> cat 01-01-26-the-pendulum-swing-of-llm-frameworks.mdx

The Pendulum Swing of LLM Frameworks

From raw API calls to multi-agent swarms and back to simple loops

Chris Pang·January 1, 2026

Most agent architectures are overengineered. Claude Code's single-threaded while loop outperforms elaborate multi-agent orchestrations for the majority of real-world tasks. That's not a hot take. It's what the industry learned the hard way in 2024.

I've been building agents since the early LangChain days. What I didn't expect was how the industry would swing from "raw dogging" APIs to black-box abstractions, then to DAG workflows, multi-agent teams, and now back to something that looks remarkably like where we started: a while loop with good tools.

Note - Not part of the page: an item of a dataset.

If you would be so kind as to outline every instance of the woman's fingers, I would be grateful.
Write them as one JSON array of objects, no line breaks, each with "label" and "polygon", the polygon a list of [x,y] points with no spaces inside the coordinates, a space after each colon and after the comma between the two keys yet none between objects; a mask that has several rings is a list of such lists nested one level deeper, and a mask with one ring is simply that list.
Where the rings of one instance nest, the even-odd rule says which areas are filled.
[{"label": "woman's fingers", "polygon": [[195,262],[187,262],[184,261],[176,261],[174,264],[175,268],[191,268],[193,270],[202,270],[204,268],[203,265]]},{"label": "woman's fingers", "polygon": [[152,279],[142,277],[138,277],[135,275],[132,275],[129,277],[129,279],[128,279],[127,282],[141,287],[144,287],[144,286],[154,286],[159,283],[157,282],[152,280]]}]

Here's the trajectory as I see it.

The Five Eras of LLM Frameworks

Era 1: No Frameworks (2022-2023)

GPT-3.5-Turbo launched in March 2023 and developers did what developers do. We wrote raw API calls. requests.post() to OpenAI, parse the JSON, call it a day. Prompt engineering meant tweaking a string until the output looked right.

No state management. No tool calling abstractions. No memory. Just vibes and print statements.

Era 2: Black-Box Agents (Early 2023)

LangChain and LlamaIndex emerged with a compelling pitch: abstract away the complexity. Chains of thought, memory modules, agent executors. You could build a "ReAct agent" in 20 lines of code.

The problem? Nobody understood what those 20 lines actually did. When agents failed (and they failed constantly), debugging meant staring into an abyss of nested abstractions. The convenience came at the cost of control.

Era 3: DAG Workflows (2024)

The market corrected. Developers wanted their control back.

LangGraph launched in early 2024 specifically to address what traditional DAG frameworks couldn't handle: cyclical, multi-turn processes. LlamaIndex followed with Workflows in August 2024, offering event-driven orchestration.

The insight was sound. Agents need loops for self-correction and iterative refinement. As the LlamaIndex team noted, "the inability to perform loops in an AI application's logic is simply unacceptable" for agentic workloads.

But DAGs introduced their own complexity. State management, node definitions, edge routing. You traded black-box abstractions for a different kind of cognitive overhead.

Era 4: Multi-Agent Orchestration (2024)

In parallel, the industry explored team-based approaches.

CrewAI launched in early 2024, incubated by Andrew Ng's AI Fund. The framework treats agents like employees: each with roles, backstories, and task responsibilities. Microsoft's AutoGen took a different path, focusing on conversational collaboration between agents.

The results were mixed. CrewAI excels at enterprise automation where deterministic hand-offs matter. AutoGen offers flexibility for research prototypes. But both add coordination overhead that many tasks don't require.

Era 5: Agent Harnesses (2025)

Then Claude Code happened.

Anthropic's architecture is almost aggressively simple: a single-threaded master loop with 14 tools. No critic pattern. No role-switching. No sophisticated memory system. Just while(tool_use) and disciplined tool design.

The power comes from radical simplicity. As PromptLayer noted: "While competitors chase multi-agent swarms and complex orchestration, Anthropic built a single-threaded loop that does one thing obsessively well: think, act, observe, repeat."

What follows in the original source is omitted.